Bharat Petroleum Corporation (BPCL), India's second largest state-owned fuel retailer, is planning to set up a petrochemical plant at its 12 million tonne per annum Mumbai refinery at a cost of Rs 6,877 crore.
The Petrochemical Residue Fluidized Catalytic Cracking (PRFCC) project is part of a larger plan by the Oil Marketing Company to expand its petrochemicals portfolio.
The complex is expected to maximize Propylene production which is used as feed stock for producing Polypropylene.

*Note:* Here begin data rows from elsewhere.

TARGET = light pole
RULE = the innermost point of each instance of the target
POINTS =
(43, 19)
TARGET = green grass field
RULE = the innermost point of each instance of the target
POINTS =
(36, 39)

Polypropylene is a polymer used in industrial applications including packaging, plastics, textiles, living hinges and the automobile industry.
“BPCL intends to diversify into Petrochemical products with major focus on Ethylene or Propylene-based petrochemical products to further improve refinery profitability," the company said in an application to the environment ministry seeking clearance for setting up the project.
It added that a recent study has recommended setting up the PRFCC complex with the intent of maximizing Polymer Grade Propylene production which will feed a Polypropylene complex being planned at Rasayani, 50 Kilometer from the Mumbai Refinery.
BPCL said the PRFCC project is part of the modernization plan of the Mumbai refinery and it will replace the refinery’s vintage Catalytic Cracking Unit (CCU) commissioned in 1955 and the Fluidized Catalytic Cracking Unit (FCCU) commissioned in 1985.
PRFCC will convert a mix feed of heavy, viscous Vacuum Residue (VR), Vacuum Gasoil (VGO) and Unconverted Cycle Oil (UCO) into Propylene, Ethylene, High Octane Gasoline, Light Cycle Oil and Slurry Oil.
The project is expected to be completed in 36 months from the date of the grant of environment clearance.